Początek nowego tygodnia na światowym rynku ropy przyniósł dalszy wzrost cen. W Singapurze w dziś rano cena ropy po raz pierwszy od prawie ośmiu miesięcy przekroczyła granicę 70 dolarów za baryłkę.
Nowa hossa zbliżyła światowe ceny ropy do rekordu wszechczasów (70,85 dolarów za baryłkę) pobitego na nowojorskiej giełdzie NYMEX na przełomie sierpnia i września ubiegłego roku, kiedy to w zagłębie naftowe nad Zatoką Meksykańską uderzył potężny huragan Katrina, niszcząc szyby wiertnicze i instalacje rafineryjne.
Notowana w Singapurze cena kontraktów na maj w transakcjach elektronicznych na New York Mercantile Exchange wzrosła w poniedziałek rano o około pół dolara w porównaniu z zamknięciem piątkowym i osiągnęła 70 dolarów za baryłkę, a następnie cofnęła się nieco, do poziomu 69,92 dol. za baryłkę. Według ekspertów, deprymująco na rynek oddziaływują nadal ubiegłotygodniowe dane na temat sytuacji na największym na świecie amerykańskim rynku paliw.
Opublikowany w środę ostatni raport rządowy USA wskazywał co prawda na wzrost zapasów ropy surowej, ale jednocześnie wykazał znaczny, bo aż o 3,9 mln baryłek spadek zapasów benzyny, które wynoszą obecnie w USA 207,9 mln baryłek i są niższe o ok. 2 procent niż przed rokiem. Wraz ze wzrostem cen ropy poszły w górę w poniedziałek ceny oleju opałowego oraz benzyny. Zdrożała ona o 1,28 centa do 2,1198 dol. za galon (3,8 litra), a więc do poziomu najwyższego od początku września.

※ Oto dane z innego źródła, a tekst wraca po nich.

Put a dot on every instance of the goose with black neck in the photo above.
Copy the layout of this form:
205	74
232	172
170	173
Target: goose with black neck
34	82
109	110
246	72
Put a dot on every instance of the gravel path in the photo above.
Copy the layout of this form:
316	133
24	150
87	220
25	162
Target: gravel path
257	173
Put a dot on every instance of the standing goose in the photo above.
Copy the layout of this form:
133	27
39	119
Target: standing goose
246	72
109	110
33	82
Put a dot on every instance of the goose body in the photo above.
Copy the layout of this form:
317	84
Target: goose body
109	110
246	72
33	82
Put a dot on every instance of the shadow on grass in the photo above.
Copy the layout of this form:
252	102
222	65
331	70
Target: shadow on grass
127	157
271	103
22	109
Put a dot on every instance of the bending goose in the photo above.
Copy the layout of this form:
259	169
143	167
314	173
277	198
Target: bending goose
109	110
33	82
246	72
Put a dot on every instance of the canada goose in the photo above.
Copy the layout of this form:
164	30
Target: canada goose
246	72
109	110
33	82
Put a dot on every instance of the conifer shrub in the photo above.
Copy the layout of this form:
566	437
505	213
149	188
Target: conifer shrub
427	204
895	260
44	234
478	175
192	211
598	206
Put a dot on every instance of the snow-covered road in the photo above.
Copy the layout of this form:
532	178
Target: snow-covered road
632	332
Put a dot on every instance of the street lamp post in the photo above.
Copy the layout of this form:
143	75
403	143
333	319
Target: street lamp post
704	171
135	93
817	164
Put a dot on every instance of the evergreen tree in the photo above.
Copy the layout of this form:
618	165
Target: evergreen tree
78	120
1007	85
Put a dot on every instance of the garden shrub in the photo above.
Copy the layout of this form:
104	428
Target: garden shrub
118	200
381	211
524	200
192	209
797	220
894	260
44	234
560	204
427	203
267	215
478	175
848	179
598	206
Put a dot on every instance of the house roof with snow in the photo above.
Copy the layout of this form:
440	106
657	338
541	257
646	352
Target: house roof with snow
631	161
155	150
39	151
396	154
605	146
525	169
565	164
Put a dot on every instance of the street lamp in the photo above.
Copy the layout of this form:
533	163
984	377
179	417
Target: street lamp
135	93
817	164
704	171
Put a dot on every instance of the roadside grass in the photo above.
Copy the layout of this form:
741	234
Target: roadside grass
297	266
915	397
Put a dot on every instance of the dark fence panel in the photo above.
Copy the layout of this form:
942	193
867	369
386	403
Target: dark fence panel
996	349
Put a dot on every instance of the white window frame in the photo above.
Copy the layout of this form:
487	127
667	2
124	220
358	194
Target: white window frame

Dodatkowym czynnikami powodującymi hossę na rynku naftowym są utrzymujące się niepokoje o przyszłość dostaw ropy z Nigerii i Iranu, dwóch czołowych producentów z OPEC o randze światowej. W obu wypadkach chodzi o napięcia polityczne. W Nigerii, która jest dwunastym producentem ropy na świecie są one powodowane przez partyzantkę walczącą z rządem i koncernami naftowymi. W przypadku Iranu chodzi o ewentualne sankcje wobec ambicji atomowych tego kraju, który czwartym producentem ropy na świecie.